The trucks took these people from Rome to the nearby Ardeatine Caves. Each person was shot in the back of the head (although many were not fatally shot, as the Nazis became heavily intoxicated as the day went on) and then a new set of five or ten prisoners was taken to the site and shot, their bodies falling down onto those who had previously been shot. The Nazis then blew up the caves to cover up what they had done, although the caves were uncovered later. It is a very tragic chain of events that has understandably evoked a lot of attention worldwide.
This worldwide attention was again focused on the Ardeatine Massacre when an American reporter in the 1990’s got a recording of an SS official named Priebke who was partially responsible for the mass murder.
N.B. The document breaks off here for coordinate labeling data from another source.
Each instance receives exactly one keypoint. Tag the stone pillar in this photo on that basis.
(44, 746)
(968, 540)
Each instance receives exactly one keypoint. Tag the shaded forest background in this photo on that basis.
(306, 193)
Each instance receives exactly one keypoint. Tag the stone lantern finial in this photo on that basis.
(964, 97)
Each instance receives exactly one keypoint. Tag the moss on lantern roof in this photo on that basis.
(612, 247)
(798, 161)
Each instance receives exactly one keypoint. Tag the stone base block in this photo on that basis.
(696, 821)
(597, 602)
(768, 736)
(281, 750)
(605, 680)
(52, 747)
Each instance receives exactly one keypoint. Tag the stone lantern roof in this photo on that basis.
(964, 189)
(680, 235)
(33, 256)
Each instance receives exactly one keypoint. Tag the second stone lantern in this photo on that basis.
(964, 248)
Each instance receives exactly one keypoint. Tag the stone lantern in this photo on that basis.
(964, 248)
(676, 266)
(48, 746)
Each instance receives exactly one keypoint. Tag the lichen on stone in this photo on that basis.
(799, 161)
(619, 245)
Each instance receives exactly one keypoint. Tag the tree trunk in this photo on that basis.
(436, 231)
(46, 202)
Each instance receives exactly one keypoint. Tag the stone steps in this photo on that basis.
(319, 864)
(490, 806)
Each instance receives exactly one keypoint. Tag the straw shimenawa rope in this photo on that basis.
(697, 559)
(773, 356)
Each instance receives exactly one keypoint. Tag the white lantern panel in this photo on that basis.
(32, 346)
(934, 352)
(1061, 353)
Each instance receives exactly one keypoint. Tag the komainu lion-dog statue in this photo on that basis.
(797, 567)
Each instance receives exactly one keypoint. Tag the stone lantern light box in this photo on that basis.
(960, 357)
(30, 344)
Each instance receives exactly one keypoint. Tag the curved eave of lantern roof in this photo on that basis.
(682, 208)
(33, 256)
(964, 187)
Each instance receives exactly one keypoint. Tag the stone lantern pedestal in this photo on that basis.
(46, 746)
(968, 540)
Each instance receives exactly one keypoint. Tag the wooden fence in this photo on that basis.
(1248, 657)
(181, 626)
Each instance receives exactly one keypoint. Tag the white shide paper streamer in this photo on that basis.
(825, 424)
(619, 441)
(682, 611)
He was living in Argentina at the time, and the Italians immediately started (and succeeded) in extraditing him to Italy, where he was tried and placed under house arrest until he died recently.
The caves, monument, and tombs were very moving to me and really drove home some of the central themes of the course: old events still have a huge impact on modern society. I was impressed at the number of people who were at this, fairly small, cave and monument. I was very moved by the fresh flowers that people had left on each and every tomb and it was very emotional to look through the book of identified victims.
My trip to Italy has been fabulous so far and I’m only halfway through. I’ve been able to visit the Sistine Chapel, St. Peter’s Basilica, the Parthenon, the Coliseum, and many other famous and fabulous monuments, but some things deserve special attention and should never be forgotten. I enjoyed my time at these really ridiculously cool things and I am so happy that I was able to see them. That being said, some things stand out to me and the Ardeatine Caves is one of those things.